# codec vs file format



## Caleb11

hi,

what is the difference of codec and file format?
i know the basic but it's not enough to understand the two.

thanks.


----------



## ebackhus

Say you have a file called funny.avi. AVI is the container format, but does not dictate what codec was used. H264, XviD, and many other codecs could have been used to create the file.


----------



## zuluclayman

to expand a little on what Koala says - the file format tells you which type of container the file uses as a transport medium. This may be avi (Audio Video Interleaved) or .mpg, .mov etc. This determines the way the information is stored and delivered. 
The codec (*Co*mpression *Dec*ompression) is the algorithms used to firstly compress the video information then as you want to play it to decompress the information - a little bit like going on holidays - you get your clothes, squash them down to fit in your suitcase down then unpack again.
Video files (and to a much lesser extent audio files) are huge if uncompressed - just imagine how much information is needed to describe the position, colour, size etc of every pixel for every frame of a video! then add the audio stream and you would have massive file sizes, making it almost impossible to store and/or transport (either to have as portable files or as in streaming or downloading from the net) these files.
Codecs, to a large extent, determine the file size end quality of the video you watch. If some of the older codecs are used they will not have been able to bring the file size down and retain quality.
The newer codecs such as xVid, DivX, H.264 are able to bring file sizes down dramatically while keeping fairly high quality video - this allows us to store, transport, stream and download high quality video much, much more easily than ever before.

Hope this helps :grin:


----------



## blah789

container = wrapper (file format)
inside it you can have various streams (usually audio and video, but you could have multiple audio streams (diff languages), subtitles, or other kind of streams)
codec = compressor-decompressor. like previous poster said, uncompressed video is HUMONGOUS. a codec shrinks that data to a manageable size, and unshrinks it back when playing back. (I like the suitcase analogy).

and yes it's possible to put the same audio and video data in different containers. that's what lossless transcoding does. it rips the audio and video streams, and repackages them in a different container, without any loss of quality.
Note: The resulting file may or may not be playable, depending on the container/codec support.

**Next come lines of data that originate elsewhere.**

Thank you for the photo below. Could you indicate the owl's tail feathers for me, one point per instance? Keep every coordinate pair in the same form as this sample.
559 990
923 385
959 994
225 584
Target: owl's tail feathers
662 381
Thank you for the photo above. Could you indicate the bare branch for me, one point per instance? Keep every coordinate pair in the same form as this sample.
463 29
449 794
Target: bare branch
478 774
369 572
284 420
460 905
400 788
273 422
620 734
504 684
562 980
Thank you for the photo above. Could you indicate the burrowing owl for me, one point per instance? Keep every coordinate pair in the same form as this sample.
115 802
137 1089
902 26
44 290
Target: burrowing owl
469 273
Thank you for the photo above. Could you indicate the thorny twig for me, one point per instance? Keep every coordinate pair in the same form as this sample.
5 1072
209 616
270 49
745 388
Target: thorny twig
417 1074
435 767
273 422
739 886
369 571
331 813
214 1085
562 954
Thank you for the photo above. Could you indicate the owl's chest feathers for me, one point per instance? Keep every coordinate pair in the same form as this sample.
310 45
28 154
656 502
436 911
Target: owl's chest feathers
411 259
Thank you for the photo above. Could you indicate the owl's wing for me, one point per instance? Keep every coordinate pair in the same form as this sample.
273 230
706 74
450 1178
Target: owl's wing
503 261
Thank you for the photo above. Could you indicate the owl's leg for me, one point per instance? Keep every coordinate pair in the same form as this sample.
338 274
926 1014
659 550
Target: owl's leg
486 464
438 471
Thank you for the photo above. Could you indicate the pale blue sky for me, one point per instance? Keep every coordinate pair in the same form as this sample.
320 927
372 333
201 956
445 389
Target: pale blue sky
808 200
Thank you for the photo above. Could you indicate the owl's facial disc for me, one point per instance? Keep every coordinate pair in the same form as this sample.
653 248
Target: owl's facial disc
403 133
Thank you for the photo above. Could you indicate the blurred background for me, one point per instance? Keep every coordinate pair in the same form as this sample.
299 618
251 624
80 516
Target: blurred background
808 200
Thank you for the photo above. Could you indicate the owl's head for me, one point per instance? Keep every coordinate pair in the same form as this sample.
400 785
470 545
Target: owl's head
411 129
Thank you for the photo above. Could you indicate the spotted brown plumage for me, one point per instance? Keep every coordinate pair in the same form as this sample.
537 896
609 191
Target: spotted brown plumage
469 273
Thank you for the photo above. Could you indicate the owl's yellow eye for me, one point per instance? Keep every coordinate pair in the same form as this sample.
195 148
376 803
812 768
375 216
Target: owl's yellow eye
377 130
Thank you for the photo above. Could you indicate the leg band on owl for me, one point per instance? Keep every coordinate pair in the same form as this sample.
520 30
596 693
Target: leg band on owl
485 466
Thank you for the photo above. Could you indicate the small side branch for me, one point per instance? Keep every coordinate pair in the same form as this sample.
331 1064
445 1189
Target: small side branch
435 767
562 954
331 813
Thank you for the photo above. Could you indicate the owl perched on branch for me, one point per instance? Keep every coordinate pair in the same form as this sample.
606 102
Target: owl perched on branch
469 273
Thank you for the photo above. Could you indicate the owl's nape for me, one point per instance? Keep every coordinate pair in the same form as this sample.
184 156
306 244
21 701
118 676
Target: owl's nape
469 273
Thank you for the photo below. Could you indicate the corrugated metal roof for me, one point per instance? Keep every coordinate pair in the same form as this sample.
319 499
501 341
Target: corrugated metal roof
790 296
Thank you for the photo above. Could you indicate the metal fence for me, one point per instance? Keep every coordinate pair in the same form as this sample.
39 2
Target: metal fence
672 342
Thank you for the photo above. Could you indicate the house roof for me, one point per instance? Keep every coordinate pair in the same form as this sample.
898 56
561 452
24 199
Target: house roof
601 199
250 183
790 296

Some companies deliberately make their codec explicitly available to work only in one or a few containers (perhaps to protect their intellectual property) - for example Sorenson Video is designed to work in MOV only. And some codecs don't work well (or at all) in some containers (for instance H.264 in AVI - supposedly uses ugly tweaks, and doesn't work all the time).


----------



## Caleb11

hm! these info are really helpful.

what about the quality of data, does it depend on the codec or on the file format?


----------



## blah789

almost entirely on codec. that's what affects the compression-to-quality ratio of the audio and video streams. container's just a wrapper (like the wrapping around your xmas presents).
you can sometimes hear about raw stream dump. that's when a programmer grabs a stream out of a media file and puts it in another file, but doesn't wrap it in any container. it'll just be raw data (could be audio or video), but it hasn't been packaged.
if it helps, you can think of one of the main roles of the container is to synchronize things. it makes sure the video, audio, (and maybe subtitle) streams are played with correct timing (could be multiple audio streams in various languages, such as in your VOB files on DVD's).

however as mentioned, sometimes you can't put certain codecs in certain containers (or with great difficulty, or without playable results)

sometimes the choice comes down to portability (can you play the file format/container on a windows, a mac, or a unix machine)

some containers are better for streaming, but may contain more overhead because of that. others are leaner. others can contain just about anything you can put into them, including the kitchen sink (matroska/mkv).


----------